Una parte de la familia se había ido, descubrieron la tranquilidad lejos de las grandes ciudades y se instalaron al oeste del país. Ellos eran cinco, los padres y sus tres hijos, todos graciosamente parecidos.
La más grande, la hermana mayor, no tuvo problema de dejar su viejo hogar, estaba de acuerdo con su madre. Pero un pedazo de su ser quedaba en aquel disturbio de ciudad, su abuela…
Su abuela, con sus cabellos rubios y agradable sonrisa, recibía a su nieta cuando la visitaba. En las mañanas, cuando no había clases y la niña tocaba su puerta, ella se tomaba el tiempo para juntas ir a la panadería y comprar variedad de deliciosas facturas. Luego desayunaban acompañadas de aquellas dulzuras y unos ricos mates.
Ella rezaba por sus hijos, su marido, pero más que nada por sus nietos. Las figuras de los santos y la virgen adornaban su heladera, junto a la imagen de un actor fallecido, muy querido por esta mujer.

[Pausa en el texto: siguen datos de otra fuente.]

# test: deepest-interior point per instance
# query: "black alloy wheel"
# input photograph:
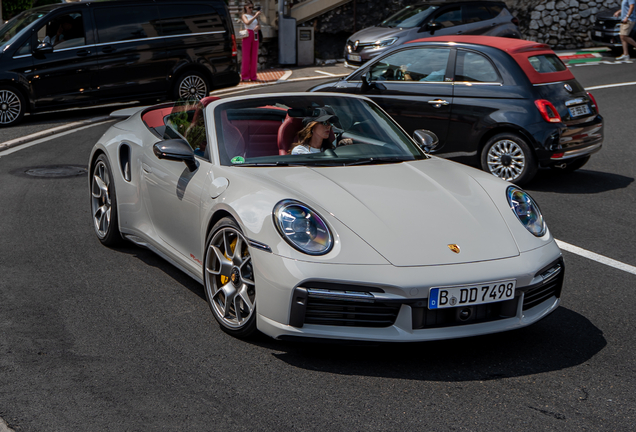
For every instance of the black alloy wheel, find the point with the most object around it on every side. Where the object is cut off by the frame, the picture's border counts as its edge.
(12, 106)
(191, 85)
(229, 279)
(508, 156)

La tristeza de aquellas dos por la repentina separación fue muy grande. La niña, casi adolescente, mientras viajaba por la autopista, dejando la zona urbana, se acercaba a las imponentes montañas. Guardaba ¿Qué guardaba? Guardaba las imágenes de sus seres queridos, los que dejaba atrás, a su abuela amada, los guardaba en su corazón. Era un rito, como una forma de llevarlos siempre a pesar de la distancia. Aún pasando los años el sentimiento perduraba, la abuela quería estar con su nieta y su nieta con su abuela.
En los senderos, al pie de verdosas montañas, las casas de algunos habitantes desprendían aromas a jazmines, rosas y otras variedades. El color de cada flor y su perfume traían recuerdos: el patio de la abuela. «A la abuela le encantan las flores». Y así, pensando en su ser querido, retomaba su caminata hacia la que ahora era su casa.
Pasando los años, esta niña, ya no tan niña, vuela a sus raices para reencontrarse con los guardados en aquel viaje que alguna vez emprendió.
Ansiosa por haber bajado en la parada correcta, procede a caminar por una hermosa calle de piedras hasta llegar a un enrejado verde, toca timbre y una mujer de ojos claros, aparece.
«Salomé», gritó la anciana conmovida que reconoció a su nieta, habían pasado veinte años.